Fig. 4. ELP_depot-DRA fusions form gel-like depots at body temperature and abolish tumors in vivo.

(A) A hydrophobic ELP (35) was fused to DRA (blue) for a depot-forming formulation (ELP_depot-DRA), and a hydrophilic ELP (purple) was fused to DRA as a soluble, non–depot-forming molecular weight–matched control (ELP_soluble-DRA). (B) Optical turbidity, measured at 350 nm (OD₃₅₀), demonstrates phase transition of ELP_depot-DRA at 27.9°C, while ELP_soluble-DRA remains soluble up to ~60°C. (C) Cell viability assay data for DRA-sensitive Colo205 cells show that ELP_soluble-DRA, ELP_depot-DRA, and DRA lead to similar in vitro cytotoxicity. (D to F) Colo205 subcutaneous xenografts were injected once on day 0 with ELP_depot-DRA, ELP_soluble-DRA, soluble DRA, TRAIL, or vehicle (n = 8 per group). All drugs were injected intratumorally. (E) Tumor growth data, shown as tumor volume versus time. Data were analyzed using two-way ANOVA of matched values, followed by Fisher’s least significant difference (LSD) multiple comparisons test to establish significance (P < 0.05) of the difference between groups at each day of treatment.
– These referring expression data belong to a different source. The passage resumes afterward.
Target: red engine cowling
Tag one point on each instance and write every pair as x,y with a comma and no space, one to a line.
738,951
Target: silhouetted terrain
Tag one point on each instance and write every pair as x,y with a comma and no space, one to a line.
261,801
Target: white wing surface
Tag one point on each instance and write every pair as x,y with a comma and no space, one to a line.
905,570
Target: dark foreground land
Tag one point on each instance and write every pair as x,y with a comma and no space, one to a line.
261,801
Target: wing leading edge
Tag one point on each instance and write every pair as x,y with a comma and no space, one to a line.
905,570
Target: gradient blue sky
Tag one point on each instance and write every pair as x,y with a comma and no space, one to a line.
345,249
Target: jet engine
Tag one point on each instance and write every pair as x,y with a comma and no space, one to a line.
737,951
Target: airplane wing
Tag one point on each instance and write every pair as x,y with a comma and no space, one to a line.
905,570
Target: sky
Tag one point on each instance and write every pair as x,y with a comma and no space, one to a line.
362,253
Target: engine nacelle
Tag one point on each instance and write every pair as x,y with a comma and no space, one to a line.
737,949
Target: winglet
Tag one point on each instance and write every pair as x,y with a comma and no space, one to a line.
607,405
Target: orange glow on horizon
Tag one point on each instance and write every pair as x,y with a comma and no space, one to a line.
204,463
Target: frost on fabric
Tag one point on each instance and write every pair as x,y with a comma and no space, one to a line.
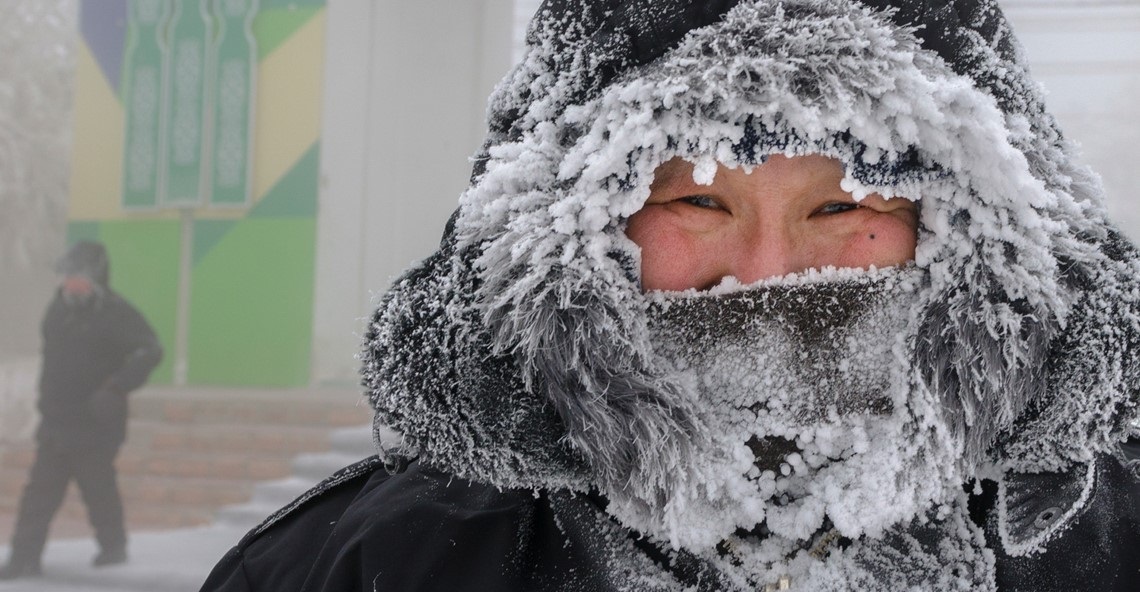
791,78
811,408
524,354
Results indicate statistically significant differences in tumor volumes between and including days 9 and 18 for depot-forming ELP_depot-DRA compared with other groups, including soluble ELP_soluble-DRA. (F) Kaplan-Meier survival results demonstrate prolonged survival for mice treated with depot-forming ELP_depot-DRA formulation. Evaluation of survival data with log-rank test suggests significant differences (*P < 0.05) between ELP_depot-DRA and other treatment groups, with approximately 16 days increased median survival for the slow-release formulation compared with the soluble version.
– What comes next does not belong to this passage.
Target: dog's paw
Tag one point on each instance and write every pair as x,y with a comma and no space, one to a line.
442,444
Fig. 5. Rationally designed drug combinations overcome ELP_depot-DRA resistance in PDX.

(A) Cell viability data for CRC247 show efficacy of triple drug treatment with A-1331852 (A in figure legend), BV6 (B in figure legend), and DRA (A + B + DRA; green) compared with double drug treatments (red). Data were analyzed using two-way ANOVA of matched values to establish significance (*P < 0.05) of the difference between A + B + DRA and DRA. (B to D) CRC247 PDX data demonstrate in vivo efficacy of the A + B + ELP_depot-DRA compared with other treatment groups. DRA formulation used in these plots was ELP_depot-DRA and abbreviated to “DRA” in figure legends in (B) to (D). (B and C) Tumor growth inhibition data; mice (n = 7 per group) were treated with A-1331852 (25 mg/kg, daily, po) and/or BV6 (5 mg/kg, q4d) and/or ELP_depot-DRA (30 mg/kg, weekly, sc). Data were analyzed using two-way ANOVA of matched values, followed by Fisher’s LSD multiple comparisons test to establish significance (*P < 0.05) of the difference between groups at each day of treatment. Results indicate statistically significant tumor volumes between and including days 5 and 13 for triple combination of A-1331852 + BV6 + ELP_depot-DRA compared with every other group. According to P values obtained from a two-way ANOVA followed by Fisher’s LSD test, the tumor sizes of the mice in the ELP_depot-DRA + A + B group are statistically significantly different from those of the mice in the ELP_depot-DRA group (*P < 0.05) from days 2 to 13. (D) Kaplan-Meier survival analysis comparing key treatment groups indicates that median survival increases from 29 to 38 days when BV6 is added to the A-1331852 + ELP_depot-DRA combination. A Gehan-Beslow-Wilcoxon test demonstrated statistically significant difference in survival between all single-drug treatment groups and triple drug combination A-1331852 + BV6 + ELP_depot-DRA (*P < 0.05).